For instance, the diet the animals receive might differ from facility to facility, as might their bedding or how close their cages are to natural or fluorescent light. They might even respond differently to different handlers.

Those possible variations, while seemingly minor, could very well lead to false results that account for differences between two "identical" studies conducted in two separate labs. They might also lead to results that give false hope in their ability to treat human conditions.

I declared earlier "that rats and mice, while not miniature, four-legged, long-tailed, furry humans, are the most pragmatic tool we currently have to gauge the effectiveness of drugs, supplements, dietary strategies, or almost any other medical or biological premise we might want to test."

I still believe that statement while openly confessing that rodent studies sometimes don't mean a thing in gauging the effectiveness of a certain drug or supplement's efficacy in humans.

However, these studies almost always give us interesting clues about how a substance might work.
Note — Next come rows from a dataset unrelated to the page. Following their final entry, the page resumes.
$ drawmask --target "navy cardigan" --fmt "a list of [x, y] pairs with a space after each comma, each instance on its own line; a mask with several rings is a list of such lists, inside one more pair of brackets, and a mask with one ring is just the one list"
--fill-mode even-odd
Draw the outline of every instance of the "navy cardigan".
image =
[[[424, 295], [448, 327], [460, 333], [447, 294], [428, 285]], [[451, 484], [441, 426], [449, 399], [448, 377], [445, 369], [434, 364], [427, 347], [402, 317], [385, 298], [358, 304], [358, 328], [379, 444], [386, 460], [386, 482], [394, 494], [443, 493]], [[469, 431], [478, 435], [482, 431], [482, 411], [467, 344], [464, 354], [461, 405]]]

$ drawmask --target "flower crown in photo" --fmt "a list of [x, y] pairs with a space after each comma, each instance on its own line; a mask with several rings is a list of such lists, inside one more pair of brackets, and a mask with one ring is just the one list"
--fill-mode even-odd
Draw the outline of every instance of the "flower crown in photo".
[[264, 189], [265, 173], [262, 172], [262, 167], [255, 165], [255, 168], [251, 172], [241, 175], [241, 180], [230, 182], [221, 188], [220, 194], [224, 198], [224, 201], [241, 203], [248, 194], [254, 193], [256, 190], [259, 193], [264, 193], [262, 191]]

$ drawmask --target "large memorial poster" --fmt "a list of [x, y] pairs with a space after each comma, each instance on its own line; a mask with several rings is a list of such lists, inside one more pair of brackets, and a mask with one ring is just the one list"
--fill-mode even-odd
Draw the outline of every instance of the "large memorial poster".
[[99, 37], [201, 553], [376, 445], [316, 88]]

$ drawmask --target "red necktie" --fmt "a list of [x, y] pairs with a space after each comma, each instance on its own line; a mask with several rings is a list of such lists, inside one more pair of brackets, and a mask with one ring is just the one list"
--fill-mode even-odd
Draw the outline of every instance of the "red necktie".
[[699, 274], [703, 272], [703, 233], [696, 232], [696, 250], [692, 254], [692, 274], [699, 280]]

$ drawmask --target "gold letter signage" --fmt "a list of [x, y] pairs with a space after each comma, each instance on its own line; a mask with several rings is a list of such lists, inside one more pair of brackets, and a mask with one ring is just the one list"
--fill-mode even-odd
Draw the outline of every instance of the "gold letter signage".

If the results can be repeated often enough, they stand a decent chance of proving their effectiveness in humans.

Go ahead and read supplement studies using rats or mice with a grain of skepticism. That's smart, but at the same time, don't automatically dismiss the results because the results just might correlate perfectly with human physiology.

  1. Bryda EC. The Mighty Mouse: The Impact of Rodents on Advances in Biomedical Research. Mo Med. May-Jun 2013;110(3):207-11. PubMed.
  2. Harris R. Drugs That Work in Mice Often Fail When Tried in People. Shots – Health News from NPR. April 10, 2017.
  3. Schipani S. The History of the Lab Rat is Full of Scientific Triumphs and Ethical Quandaries. Smithsonian Magazine. February 27, 2019. NCBI.